検察は、元妻が覚醒剤を大量に飲ませて殺害したと主張したが、どうやって飲ませたのかは明らかに出来なかった。実際には本人がもともと覚醒剤を使用していて、失敗して飲み過ぎたのかもしれず、そもそも殺人事件だったのかどうかさえ定かではないのだ。
確かに元妻のスマホの検索履歴には「覚醒剤 死亡」だの「妻に全財産残したい場合の遺言書文例 遺言書」だのといったものがあり、状況的にはあまりにも符合しすぎていて、これは怪しいと思う。 だがそれでも、それは殺害の直接証拠とはならないのである。
今回のような、状況証拠の積み重ねによる立証が認められないという判例が定着すれば、犯罪者の側から見れば、ある意味「完全犯罪」がすごくやりやすいということにはなってしまう。
いくらあちこちにたくさんボロを出していたとしても、実際の犯行時の映像を撮られていたというような決定的な証拠でもない限り、逃げおおせることが可能になってくるだろう。
とはいえ、この裁判では「疑わしきは被告人の利益に」という原則が通されたわけで、それは非常に重要なことである。
この原則が徹底されていれば冤罪は起きないのであり、そういう意味で今回の判決はよかったと思う。 やはり冤罪を防ぐためには、状況証拠の積み重ねだけでは立証には不足であるということを、常識にしなければならないのだ。
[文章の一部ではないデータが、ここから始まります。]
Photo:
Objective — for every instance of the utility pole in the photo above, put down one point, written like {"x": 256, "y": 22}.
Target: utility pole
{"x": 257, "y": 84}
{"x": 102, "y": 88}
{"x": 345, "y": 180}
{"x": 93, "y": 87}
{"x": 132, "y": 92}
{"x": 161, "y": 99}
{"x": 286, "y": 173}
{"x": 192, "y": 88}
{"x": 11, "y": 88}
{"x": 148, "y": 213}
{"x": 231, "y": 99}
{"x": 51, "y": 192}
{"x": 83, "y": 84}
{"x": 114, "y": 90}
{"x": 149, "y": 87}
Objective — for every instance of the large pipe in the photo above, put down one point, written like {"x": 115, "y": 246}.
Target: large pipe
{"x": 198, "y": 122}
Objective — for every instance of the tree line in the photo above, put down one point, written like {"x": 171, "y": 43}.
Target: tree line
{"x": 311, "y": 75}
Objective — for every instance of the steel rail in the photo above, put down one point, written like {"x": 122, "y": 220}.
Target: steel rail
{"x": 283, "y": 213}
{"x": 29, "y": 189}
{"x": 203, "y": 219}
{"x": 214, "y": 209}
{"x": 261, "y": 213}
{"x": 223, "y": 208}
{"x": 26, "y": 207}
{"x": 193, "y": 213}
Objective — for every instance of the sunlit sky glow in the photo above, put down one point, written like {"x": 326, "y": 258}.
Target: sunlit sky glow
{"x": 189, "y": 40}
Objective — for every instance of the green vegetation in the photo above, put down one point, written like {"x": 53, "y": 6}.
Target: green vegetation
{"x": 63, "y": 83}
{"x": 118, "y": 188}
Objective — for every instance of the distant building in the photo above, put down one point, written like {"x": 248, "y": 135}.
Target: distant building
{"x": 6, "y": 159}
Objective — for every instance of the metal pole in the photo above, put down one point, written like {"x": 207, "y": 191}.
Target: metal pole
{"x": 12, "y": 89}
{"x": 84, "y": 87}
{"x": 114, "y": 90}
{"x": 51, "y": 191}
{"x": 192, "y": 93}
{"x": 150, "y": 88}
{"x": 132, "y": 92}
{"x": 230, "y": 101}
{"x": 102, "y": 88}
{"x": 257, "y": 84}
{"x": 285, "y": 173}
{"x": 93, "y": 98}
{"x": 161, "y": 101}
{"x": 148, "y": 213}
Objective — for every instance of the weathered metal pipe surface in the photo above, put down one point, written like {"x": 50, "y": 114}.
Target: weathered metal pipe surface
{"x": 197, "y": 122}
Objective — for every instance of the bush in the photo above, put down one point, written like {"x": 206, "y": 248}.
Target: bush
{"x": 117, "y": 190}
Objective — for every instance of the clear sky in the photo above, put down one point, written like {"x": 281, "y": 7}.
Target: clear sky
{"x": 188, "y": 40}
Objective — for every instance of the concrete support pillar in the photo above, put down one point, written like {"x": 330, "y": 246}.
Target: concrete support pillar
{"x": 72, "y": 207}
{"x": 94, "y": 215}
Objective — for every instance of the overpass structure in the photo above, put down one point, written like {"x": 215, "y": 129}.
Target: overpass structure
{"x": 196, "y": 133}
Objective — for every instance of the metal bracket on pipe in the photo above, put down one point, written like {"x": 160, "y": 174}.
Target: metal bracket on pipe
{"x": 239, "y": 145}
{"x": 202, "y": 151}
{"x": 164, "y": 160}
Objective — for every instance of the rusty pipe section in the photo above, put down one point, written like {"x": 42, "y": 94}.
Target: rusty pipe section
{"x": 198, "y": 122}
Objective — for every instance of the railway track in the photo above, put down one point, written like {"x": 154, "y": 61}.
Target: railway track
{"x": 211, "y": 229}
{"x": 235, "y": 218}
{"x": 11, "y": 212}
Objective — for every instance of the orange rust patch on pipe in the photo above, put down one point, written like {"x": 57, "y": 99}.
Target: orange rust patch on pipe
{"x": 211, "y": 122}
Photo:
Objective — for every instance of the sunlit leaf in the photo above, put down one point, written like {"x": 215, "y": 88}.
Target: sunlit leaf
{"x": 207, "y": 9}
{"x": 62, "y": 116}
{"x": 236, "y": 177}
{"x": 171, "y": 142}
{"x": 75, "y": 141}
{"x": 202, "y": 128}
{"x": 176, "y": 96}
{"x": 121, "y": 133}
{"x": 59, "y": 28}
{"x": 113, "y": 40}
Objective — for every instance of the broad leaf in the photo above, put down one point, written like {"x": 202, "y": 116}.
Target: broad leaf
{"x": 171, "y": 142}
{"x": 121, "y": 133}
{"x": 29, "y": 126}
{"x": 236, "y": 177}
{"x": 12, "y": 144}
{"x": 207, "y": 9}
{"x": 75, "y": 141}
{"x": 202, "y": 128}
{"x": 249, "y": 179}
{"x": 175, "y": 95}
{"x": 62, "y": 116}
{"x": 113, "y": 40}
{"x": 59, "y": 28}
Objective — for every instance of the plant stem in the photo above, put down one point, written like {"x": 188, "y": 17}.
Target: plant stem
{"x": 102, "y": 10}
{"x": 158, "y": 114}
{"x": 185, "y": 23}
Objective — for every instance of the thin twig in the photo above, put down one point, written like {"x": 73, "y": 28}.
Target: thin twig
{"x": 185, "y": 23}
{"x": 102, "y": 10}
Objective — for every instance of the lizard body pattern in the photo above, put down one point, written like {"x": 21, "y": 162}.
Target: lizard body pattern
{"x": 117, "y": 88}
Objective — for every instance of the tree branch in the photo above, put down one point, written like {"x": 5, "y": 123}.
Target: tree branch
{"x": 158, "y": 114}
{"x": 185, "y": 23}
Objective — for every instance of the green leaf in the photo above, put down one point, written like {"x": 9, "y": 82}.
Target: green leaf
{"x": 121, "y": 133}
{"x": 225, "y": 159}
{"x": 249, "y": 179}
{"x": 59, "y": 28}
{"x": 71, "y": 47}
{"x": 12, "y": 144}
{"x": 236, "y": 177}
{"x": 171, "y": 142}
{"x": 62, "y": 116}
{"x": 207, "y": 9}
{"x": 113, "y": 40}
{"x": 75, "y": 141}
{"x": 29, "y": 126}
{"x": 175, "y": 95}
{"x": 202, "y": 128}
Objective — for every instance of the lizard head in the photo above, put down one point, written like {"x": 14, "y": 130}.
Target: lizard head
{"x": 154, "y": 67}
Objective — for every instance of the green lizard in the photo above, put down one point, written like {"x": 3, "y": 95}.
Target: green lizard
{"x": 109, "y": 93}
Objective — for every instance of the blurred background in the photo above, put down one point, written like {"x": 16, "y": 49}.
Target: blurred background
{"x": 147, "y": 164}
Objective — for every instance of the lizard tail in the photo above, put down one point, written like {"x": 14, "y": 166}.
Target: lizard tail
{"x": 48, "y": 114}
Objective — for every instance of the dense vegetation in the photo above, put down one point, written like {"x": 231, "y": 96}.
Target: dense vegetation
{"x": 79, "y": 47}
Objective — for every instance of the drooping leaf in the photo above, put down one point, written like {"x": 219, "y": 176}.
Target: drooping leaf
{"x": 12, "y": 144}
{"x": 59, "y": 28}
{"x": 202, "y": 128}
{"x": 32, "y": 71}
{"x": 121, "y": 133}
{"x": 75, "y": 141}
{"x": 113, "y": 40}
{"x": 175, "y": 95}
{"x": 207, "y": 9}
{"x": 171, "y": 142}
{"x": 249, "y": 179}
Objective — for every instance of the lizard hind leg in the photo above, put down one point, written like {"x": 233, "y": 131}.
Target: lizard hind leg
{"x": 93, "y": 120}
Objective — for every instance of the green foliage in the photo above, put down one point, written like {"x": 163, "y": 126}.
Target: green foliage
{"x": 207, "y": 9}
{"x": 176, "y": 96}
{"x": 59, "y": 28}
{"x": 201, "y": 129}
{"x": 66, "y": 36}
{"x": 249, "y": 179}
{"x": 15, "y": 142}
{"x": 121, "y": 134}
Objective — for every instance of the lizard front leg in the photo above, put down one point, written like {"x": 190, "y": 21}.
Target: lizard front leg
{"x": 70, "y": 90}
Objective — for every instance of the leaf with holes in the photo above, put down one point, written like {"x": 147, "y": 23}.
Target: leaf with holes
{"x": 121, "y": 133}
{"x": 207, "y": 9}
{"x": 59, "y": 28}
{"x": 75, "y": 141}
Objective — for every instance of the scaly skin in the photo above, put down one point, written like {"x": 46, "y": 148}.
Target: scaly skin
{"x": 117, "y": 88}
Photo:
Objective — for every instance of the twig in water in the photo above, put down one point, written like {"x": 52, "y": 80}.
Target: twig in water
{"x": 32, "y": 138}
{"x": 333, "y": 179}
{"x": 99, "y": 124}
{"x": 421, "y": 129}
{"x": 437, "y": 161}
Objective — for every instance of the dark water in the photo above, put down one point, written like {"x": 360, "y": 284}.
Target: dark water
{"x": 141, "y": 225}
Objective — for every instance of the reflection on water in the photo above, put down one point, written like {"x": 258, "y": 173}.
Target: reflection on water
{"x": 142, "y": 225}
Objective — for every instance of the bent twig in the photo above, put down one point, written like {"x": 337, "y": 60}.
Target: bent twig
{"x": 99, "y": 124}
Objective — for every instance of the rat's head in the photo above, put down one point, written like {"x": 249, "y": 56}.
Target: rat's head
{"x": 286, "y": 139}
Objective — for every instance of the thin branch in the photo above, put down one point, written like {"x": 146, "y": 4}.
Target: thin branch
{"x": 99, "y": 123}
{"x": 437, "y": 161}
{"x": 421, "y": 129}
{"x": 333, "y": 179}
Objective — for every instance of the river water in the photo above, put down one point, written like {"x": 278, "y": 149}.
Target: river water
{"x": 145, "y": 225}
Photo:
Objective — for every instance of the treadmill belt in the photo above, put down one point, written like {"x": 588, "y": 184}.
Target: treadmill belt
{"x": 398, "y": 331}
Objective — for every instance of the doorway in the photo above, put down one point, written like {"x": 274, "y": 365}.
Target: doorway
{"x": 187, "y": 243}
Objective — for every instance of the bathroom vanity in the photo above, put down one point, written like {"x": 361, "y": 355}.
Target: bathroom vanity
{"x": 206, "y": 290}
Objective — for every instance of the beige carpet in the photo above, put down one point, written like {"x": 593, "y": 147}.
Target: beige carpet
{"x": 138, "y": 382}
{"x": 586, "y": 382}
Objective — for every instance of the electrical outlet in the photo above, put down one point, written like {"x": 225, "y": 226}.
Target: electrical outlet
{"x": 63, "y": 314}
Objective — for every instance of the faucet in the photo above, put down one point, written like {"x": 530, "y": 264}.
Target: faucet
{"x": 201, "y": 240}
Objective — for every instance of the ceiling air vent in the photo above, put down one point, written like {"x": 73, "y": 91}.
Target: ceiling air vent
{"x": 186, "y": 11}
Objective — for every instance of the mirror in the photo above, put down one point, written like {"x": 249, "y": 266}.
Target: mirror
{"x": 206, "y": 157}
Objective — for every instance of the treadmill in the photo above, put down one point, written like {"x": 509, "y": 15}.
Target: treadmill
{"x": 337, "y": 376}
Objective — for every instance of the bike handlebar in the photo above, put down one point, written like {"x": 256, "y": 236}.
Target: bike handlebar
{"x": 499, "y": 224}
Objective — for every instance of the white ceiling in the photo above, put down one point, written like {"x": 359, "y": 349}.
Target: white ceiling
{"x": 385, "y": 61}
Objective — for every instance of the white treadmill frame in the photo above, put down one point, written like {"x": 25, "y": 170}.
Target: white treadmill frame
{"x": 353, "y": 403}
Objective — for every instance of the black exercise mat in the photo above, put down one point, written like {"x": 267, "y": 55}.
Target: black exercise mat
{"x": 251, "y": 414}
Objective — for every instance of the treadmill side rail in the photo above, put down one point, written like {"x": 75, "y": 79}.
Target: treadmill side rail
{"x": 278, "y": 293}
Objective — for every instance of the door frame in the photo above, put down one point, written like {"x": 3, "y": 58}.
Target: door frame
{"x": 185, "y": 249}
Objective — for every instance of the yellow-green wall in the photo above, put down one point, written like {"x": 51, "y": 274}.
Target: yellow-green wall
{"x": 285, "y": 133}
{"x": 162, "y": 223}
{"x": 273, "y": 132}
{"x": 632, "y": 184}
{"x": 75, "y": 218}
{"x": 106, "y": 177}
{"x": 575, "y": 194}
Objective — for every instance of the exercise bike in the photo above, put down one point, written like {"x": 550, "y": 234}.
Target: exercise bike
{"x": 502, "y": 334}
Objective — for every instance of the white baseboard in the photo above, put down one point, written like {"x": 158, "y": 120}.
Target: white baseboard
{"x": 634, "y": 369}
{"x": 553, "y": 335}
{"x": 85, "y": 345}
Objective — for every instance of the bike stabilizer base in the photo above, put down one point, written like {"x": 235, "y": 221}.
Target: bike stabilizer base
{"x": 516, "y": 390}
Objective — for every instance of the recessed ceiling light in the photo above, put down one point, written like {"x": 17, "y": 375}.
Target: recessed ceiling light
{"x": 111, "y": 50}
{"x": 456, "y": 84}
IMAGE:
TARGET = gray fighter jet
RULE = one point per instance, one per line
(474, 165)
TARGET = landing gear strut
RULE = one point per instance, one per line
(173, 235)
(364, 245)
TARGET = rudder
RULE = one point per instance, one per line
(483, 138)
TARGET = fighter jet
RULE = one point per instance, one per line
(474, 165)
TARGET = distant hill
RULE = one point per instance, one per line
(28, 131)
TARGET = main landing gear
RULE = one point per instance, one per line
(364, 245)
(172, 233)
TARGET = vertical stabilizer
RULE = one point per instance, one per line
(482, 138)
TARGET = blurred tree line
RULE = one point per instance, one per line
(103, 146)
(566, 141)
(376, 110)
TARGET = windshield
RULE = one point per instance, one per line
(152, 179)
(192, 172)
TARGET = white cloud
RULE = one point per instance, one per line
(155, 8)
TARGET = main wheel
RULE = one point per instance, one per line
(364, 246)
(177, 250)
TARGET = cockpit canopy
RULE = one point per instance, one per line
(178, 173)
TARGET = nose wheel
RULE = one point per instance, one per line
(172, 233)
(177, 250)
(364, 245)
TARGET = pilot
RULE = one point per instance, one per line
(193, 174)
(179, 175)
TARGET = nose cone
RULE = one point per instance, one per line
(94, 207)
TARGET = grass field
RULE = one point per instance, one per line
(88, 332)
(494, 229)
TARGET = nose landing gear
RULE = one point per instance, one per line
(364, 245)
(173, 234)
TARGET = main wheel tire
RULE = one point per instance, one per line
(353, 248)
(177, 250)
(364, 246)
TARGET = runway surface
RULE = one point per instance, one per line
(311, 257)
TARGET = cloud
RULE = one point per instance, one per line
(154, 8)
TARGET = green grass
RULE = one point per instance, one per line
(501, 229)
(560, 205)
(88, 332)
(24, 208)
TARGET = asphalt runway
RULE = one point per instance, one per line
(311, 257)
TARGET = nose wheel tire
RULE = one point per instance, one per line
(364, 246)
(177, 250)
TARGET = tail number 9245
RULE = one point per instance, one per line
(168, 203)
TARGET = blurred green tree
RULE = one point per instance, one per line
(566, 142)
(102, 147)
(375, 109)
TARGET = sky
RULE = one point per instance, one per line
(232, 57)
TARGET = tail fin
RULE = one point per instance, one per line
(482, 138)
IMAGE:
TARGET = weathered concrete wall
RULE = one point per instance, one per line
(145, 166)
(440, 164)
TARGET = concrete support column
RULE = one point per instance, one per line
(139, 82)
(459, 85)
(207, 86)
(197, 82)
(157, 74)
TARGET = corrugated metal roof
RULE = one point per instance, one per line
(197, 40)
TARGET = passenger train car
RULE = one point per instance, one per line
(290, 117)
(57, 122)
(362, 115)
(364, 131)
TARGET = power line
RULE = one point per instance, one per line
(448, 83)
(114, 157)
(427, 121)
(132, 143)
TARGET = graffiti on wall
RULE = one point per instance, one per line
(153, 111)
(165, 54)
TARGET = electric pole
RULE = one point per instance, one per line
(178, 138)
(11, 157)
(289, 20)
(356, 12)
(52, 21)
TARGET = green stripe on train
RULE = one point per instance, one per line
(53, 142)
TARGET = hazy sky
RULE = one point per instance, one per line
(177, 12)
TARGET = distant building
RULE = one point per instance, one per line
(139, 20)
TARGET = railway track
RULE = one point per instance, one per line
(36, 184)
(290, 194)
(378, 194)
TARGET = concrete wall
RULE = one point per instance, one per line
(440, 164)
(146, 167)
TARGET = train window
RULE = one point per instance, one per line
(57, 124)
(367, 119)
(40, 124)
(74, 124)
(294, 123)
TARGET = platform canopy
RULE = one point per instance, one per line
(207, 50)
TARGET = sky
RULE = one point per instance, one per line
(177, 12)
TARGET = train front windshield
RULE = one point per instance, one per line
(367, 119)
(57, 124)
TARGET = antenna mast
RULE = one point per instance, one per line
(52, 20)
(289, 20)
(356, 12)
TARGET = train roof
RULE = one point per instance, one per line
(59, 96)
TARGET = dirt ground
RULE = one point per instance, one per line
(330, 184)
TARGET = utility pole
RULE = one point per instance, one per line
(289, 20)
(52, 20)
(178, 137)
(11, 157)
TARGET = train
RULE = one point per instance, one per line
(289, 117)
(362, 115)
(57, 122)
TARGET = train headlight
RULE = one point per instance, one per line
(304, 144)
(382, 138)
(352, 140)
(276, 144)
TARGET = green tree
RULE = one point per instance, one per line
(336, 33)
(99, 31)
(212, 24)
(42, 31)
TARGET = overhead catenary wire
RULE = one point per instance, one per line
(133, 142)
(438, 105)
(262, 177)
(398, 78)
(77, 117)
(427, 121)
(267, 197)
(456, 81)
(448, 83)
日本の刑事裁判では、検察が起訴したら有罪率が99.9%。 裁判になったら無罪になることはほぼないというが、そのこと自体に無理があったのかもしれない。
今回の裁判でも、裁判員制度による審理でなければ有罪判決が出ていたかもしれないという見方もあるようだが、今までの裁判の方が、検察のメンツばかりを優先しすぎていたのではないかと思う。
今回の裁判員の心証には、袴田事件が大きく影響したのかもしれない。 何しろ物的証拠が捏造されていたということが現実に起きていたのだ。 物証があっても信用できないということすらあるのなら、なおのこと状況証拠の積み重ねだけでは信用できないということになるわけである。